3. L'urgence justifie la suspension de l'exécution d'un acte administratif lorsque celui-ci préjudicie de manière suffisamment grave et immédiate à un intérêt public, à la situation du requérant ou aux intérêts qu'il entend défendre. Il appartient au juge des référés d'apprécier concrètement, compte tenu des justifications fournies par le requérant, si les effets de l'acte contesté sont de nature à caractériser une urgence justifiant que, sans attendre le jugement de la requête au fond, l'exécution de la décision soit suspendue. L'urgence doit être appréciée objectivement et compte tenu de l'ensemble des circonstances de l'affaire.
4. Pour attester d'une situation d'urgence, Mme B invoque principalement le fait qu'elle est confrontée à une substantielle baisse de sa rémunération.
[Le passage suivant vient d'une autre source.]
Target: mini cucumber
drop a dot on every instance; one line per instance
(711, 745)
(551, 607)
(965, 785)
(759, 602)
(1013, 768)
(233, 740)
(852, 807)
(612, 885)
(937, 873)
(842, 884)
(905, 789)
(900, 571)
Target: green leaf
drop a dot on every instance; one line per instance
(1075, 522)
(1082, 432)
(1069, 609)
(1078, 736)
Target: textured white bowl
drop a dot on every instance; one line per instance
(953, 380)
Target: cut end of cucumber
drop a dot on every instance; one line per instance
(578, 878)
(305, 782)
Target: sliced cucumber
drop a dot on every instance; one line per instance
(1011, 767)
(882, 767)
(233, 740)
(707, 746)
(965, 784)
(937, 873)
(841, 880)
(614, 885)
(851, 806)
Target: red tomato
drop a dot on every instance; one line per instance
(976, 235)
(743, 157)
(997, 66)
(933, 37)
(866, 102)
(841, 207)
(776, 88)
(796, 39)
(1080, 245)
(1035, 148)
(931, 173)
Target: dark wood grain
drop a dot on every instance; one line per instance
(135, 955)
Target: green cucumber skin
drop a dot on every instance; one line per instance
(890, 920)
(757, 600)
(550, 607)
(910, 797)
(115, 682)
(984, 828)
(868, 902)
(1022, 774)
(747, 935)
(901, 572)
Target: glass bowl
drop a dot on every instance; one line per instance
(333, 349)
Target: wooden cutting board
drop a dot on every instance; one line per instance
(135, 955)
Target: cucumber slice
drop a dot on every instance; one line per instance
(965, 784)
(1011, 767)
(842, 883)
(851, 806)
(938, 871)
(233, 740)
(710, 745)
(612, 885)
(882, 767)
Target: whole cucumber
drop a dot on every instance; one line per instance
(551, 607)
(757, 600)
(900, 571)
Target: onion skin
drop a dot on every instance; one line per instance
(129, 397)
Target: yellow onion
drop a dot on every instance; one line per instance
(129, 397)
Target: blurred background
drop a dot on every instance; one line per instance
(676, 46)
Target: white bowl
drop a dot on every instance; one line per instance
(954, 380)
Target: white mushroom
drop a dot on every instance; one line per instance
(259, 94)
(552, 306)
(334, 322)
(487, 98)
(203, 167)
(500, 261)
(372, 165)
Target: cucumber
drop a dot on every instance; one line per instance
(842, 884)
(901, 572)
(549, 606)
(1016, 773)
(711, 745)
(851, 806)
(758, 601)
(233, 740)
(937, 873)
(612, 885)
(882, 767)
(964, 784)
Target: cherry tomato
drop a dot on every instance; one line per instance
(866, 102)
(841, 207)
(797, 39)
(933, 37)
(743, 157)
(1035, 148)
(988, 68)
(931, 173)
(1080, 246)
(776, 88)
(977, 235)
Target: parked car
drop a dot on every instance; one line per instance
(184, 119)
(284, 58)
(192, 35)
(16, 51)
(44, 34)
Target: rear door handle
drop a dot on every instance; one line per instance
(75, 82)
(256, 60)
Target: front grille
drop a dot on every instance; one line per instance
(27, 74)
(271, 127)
Cependant, les éléments versés au dossier font apparaître que sa rémunération mensuelle, maintenue par application des dispositions de l'article L. 423-8 du code de l'action sociale et des familles selon lesquelles " l'assistant familial suspendu de ses fonctions bénéficie du maintien de sa rémunération, hors indemnités d'entretien et de fournitures ", se monte à 2 415 euros depuis juillet 2023. Si la requérante entend comparer ce montant de rémunération au salaire qu'elle avait ponctuellement perçu en mai 2023, ou au total des salaires et indemnités perçus par elle-même et son mari avant que celui-ci ne fasse l'objet d'une décision de retrait d'agrément en août 2023, et si elle soutient que la rémunération qui lui est désormais allouée n'est pas suffisante au regard des charges de son ménage, il y a lieu de constater que, par elle-même, la décision de suspension d'agrément litigieuse avec maintien de rémunération n'est pas de nature à préjudicier gravement à la situation de Mme B et de son foyer. En outre, il n'y a pas lieu de prendre en considération, pour caractériser l'urgence, le risque allégué par l'intéressée d'un retrait d'agrément et d'un licenciement qui interviendraient à brève échéance, la survenance de ces événements étant incertaine et ne pouvant être regardée comme une conséquence directe de la suspension d'agrément. Dès lors, la condition d'urgence n'est pas satisfaite.
5. Il résulte de ce qui précède que, l'une des conditions cumulatives du référé-suspension n'étant pas remplie, les conclusions à fin de suspension d'exécution présentées sur le fondement de l'article L. 521-1 du code de justice administrative doivent être rejetées. Par voie de conséquence, les conclusions tendant à l'application de l'article L. 761-1 de ce code ne sauraient être accueillies.
ORDONNE :
Article 1er : La requête de Mme B est rejetée.
Article 2 : La présente ordonnance sera notifiée à Mme C B et au département de La Réunion.
Fait à Saint-Denis le 18 octobre 2023.
Le juge des référés,
M.-A. AEBISCHER
La République mande et ordonne au préfet de La Réunion en ce qui le concerne ou à tous commissaires de justice à ce requis en ce qui concerne les voies de droit commun contre les parties privées, de pourvoir à l'exécution de la présente décision.